WORLD
NORTH KOREA SAYS IT WON'T JOIN SIX-NATION TALKS UNTIL TRUTH REVEALED OVER SOUTH KOREAN NUCLEAR EXPERIMENTS
China, host of three previous rounds of talks, acknowledged Thursday "many difficulties" stand in the way of this month's talks.
"It is down to North Korea and the United States," Foreign Ministry spokesman Kong Quan said in Beijing. "There are many difficulties for the talks to be held as planned."
Kong gave no details but appealed to the participants to "make efforts so we can hold the next round before the end of September, as we agreed earlier."

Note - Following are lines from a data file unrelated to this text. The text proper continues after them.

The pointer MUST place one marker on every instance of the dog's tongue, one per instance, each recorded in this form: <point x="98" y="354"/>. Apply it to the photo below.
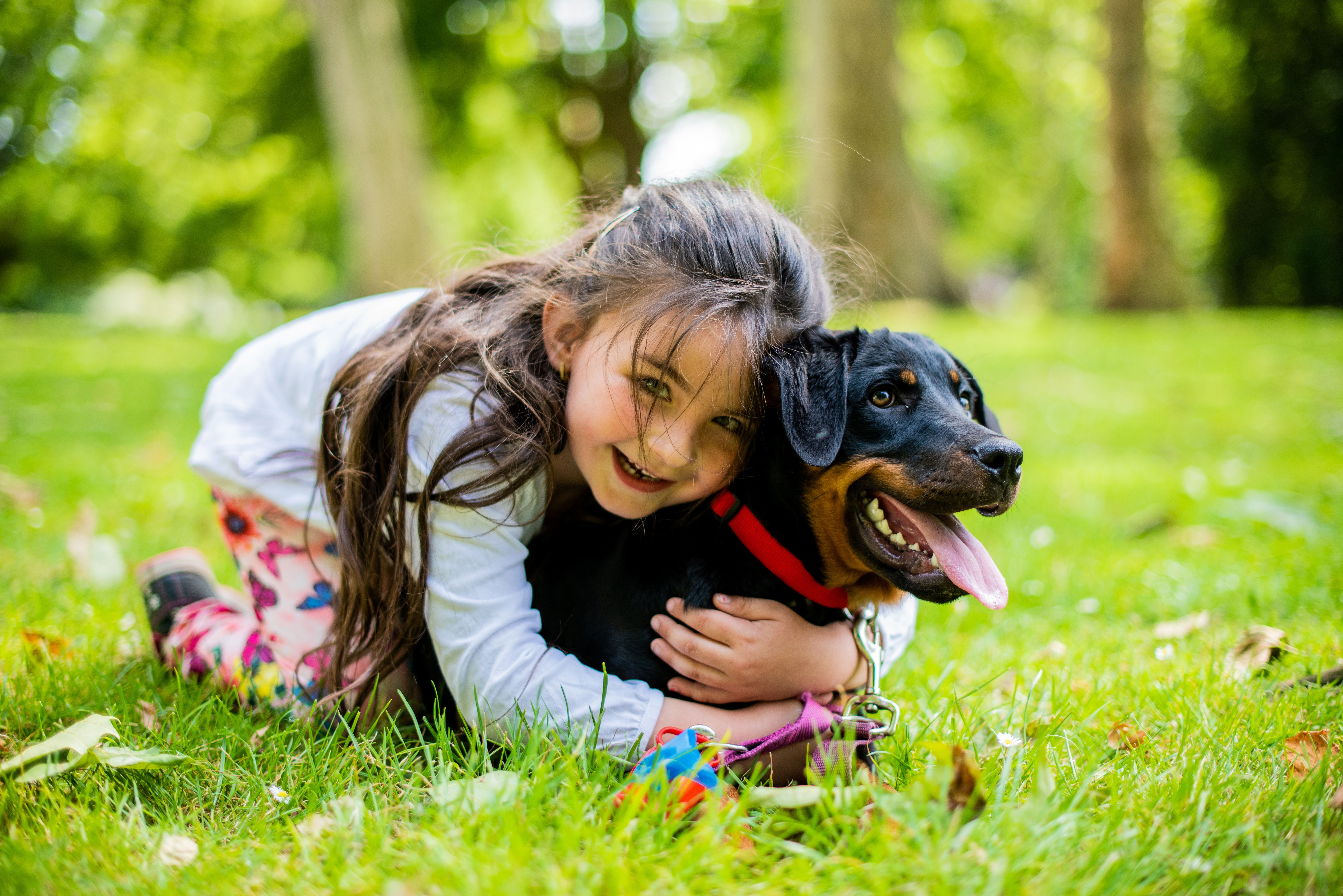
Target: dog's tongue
<point x="962" y="558"/>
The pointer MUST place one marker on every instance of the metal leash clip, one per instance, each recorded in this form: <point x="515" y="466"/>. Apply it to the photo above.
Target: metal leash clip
<point x="868" y="704"/>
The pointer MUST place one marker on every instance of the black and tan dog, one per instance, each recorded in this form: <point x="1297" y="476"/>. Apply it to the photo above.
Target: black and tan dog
<point x="872" y="441"/>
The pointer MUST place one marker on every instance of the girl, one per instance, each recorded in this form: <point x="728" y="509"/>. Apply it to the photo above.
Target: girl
<point x="381" y="467"/>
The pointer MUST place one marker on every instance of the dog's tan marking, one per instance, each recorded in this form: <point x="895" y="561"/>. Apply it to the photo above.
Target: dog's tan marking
<point x="825" y="494"/>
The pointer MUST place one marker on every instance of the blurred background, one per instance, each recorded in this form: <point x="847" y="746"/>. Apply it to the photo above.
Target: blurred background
<point x="217" y="166"/>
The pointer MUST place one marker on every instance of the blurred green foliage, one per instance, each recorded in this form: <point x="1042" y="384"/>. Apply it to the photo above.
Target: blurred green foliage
<point x="167" y="136"/>
<point x="1268" y="120"/>
<point x="182" y="136"/>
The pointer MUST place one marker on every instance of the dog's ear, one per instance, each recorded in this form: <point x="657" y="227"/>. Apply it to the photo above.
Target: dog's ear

North Korea relayed its position on the talks when British Foreign Office Minister Bill Rammell visited Pyongyang earlier this week, an unidentified spokesman of the North Korean Foreign Ministry told the country's official news agency, KCNA.
The comments further clouded U.S.-led international efforts to persuade North Korea to give up its nuclear activities.
During Rammell's four-day visit that ended Tuesday, North Korea "clarified its stand that it can never sit at the table to negotiate its nuclear weapon program unless truth about the secret nuclear experiments in South Korea is fully probed," KCNA quoted the North Korean spokesman as saying.